August 21, 2008 | Posted by Londonstani - 7:37am |
27 Comments
Londonstani was shocked to find out this morning that his local newsagents had sold out of the Guardian. Not the Waltham Forest Guardian, but the real deal, the one with inside political jokes and a media section that only a couple of thousand people living in poncy bits of London read.
After dodging wheezing overweight east enders with faded tattoos, and Punjabi mothers with errant toddlers, Londonstani finally found a copy, and thinks he understands why: Today's main frontpage story in the Guardian is
"Terror: secret MI5 report challenges views on extremists". And Londonstani strongly suggests you have a good read.
The Guardian has managed to get its hands on an internal MI5 document based on a study of several hundred people involved in violent extremist activity. The main finding is that "there is no single pathway to extremism". In more specific terms the study found that extremists are often "religious novices", some come from criminal backgrounds and carry on activities such as drug taking, drinking alcohol and visiting prostitutes. Agewise, they can range from single loners in their 20s to married men with children in their 30s - so the idea that they are all sexually frustrated saddos dreaming about doe-eyed virgins doesn't stand. Also, they come from varying educational and racial backgrounds - with converts overrepresented compared to their numbers in the community as a whole.
All of this along with the observation that preachers are no longer key actors in the radicalisation process presents the government with a clearer idea of the problem it faces. Which probably feels in Whitehall like climbing Everest and assuming you only have 500 metres to go until a big cloud moves out of the way and you realise you're only half way up.
Blaming radical preachers was always the easy option. It allowed the government to avoid worrying about wider societal problems. Terrorism was a Muslim problem and not a British one. Of course, the government also used it to avoid any link to the decision to go to war in Iraq. Self appointed British Muslim leaders backed the government's "few bad apples" outlook partly because they didn't know what was happening in Muslim communities and partly because they wanted to avoid the blame too. But at the same time, they could hammer on about the Iraq war.

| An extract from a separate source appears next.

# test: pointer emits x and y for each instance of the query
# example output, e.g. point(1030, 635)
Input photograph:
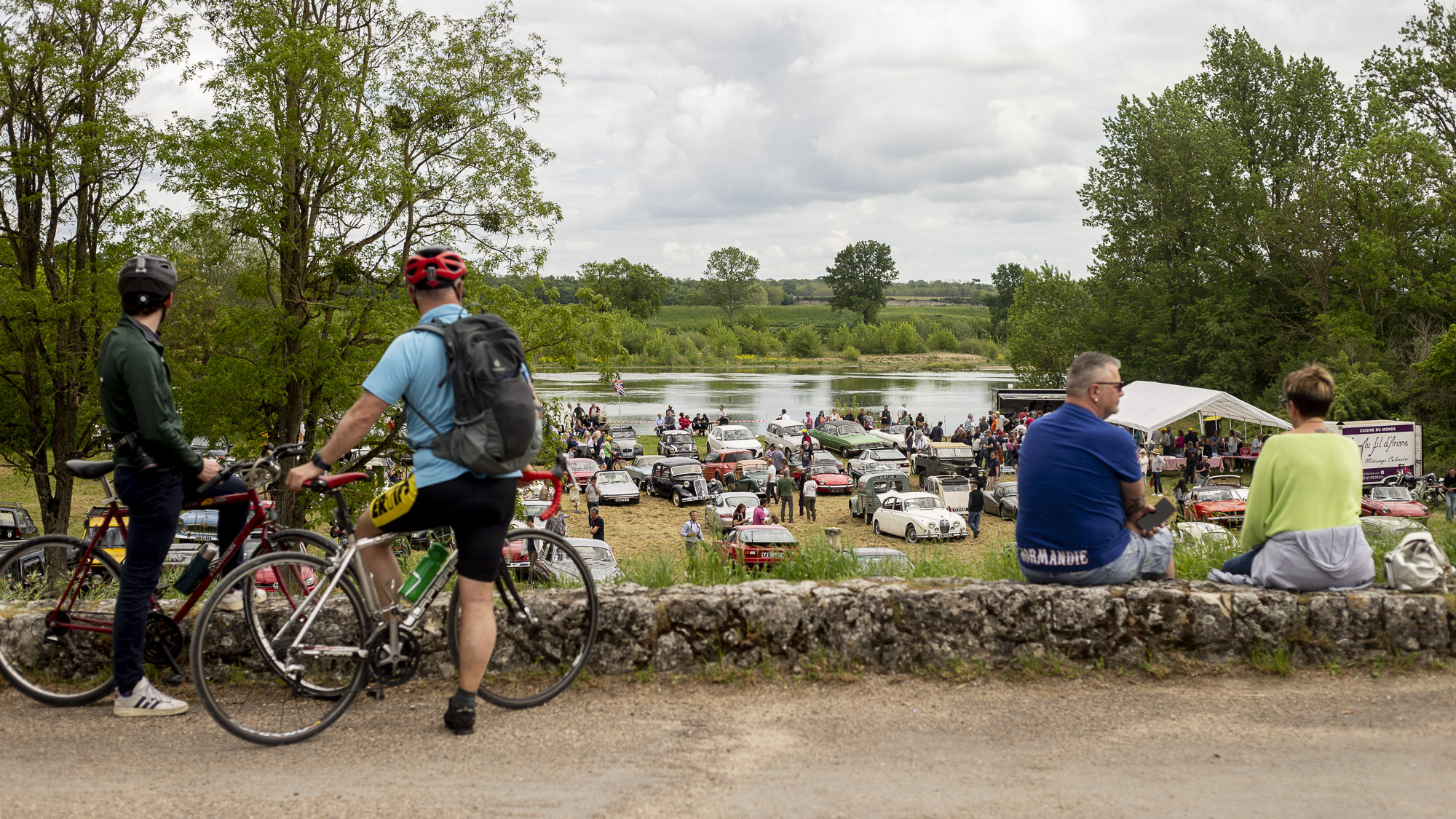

Londonstani sees wider British problems in the report. It talks of extremist groups being accepting of ostracised individuals. It also talks of disgruntled individuals with the slimmest of stakes in the society around them.
"Members of a terrorist group can provide a sense of meaning and purpose. It can lead to enhanced self-esteem, and the individual can feel a sense of control and influence over their lives," MI5 says in the report.
This sounds identical to the parallel discussion in the UK about gang violence and teenage crime. In fact, the Guardian has an op-ed a few pages on where the writer talks about "excluded teenagers". The difference is that extremism comes with a pre-packaged ideology that scares people around you and so serves a key purpose if you are properly p***ed off with the world around you.
Londonstani has seen violence and extremism in various countries and is firmly of the view that eventhough it might be called "Islamist" in many, the label hides a multitude of far more local factors. In Britain, we have plenty of our own. The local London newspapers are keeping score of how many teenagers have been killed in gang related or knife and gun crime this year; the tally stands at 22 so far. The total for 2007 was 26.
The answer, says the report, is to build on its observation that
"individuals in fact make active choices to become and remain in extremist activity" and that "
the birth of a child, a new relationship or job could take priority over terrorism". So, once people are invested in the society around them, they aren't so interested in destroying it.
Paraphrasing, the Guardian says;
"It could include providing fulfilling jobs for young people, better integration for immigrants, effective reintegration of ex-prisoners and the provision of alternatives to the extremist pathway out of "ordinary" criminality.Sounds to Londonstani like that's what a government is supposed to do anyway.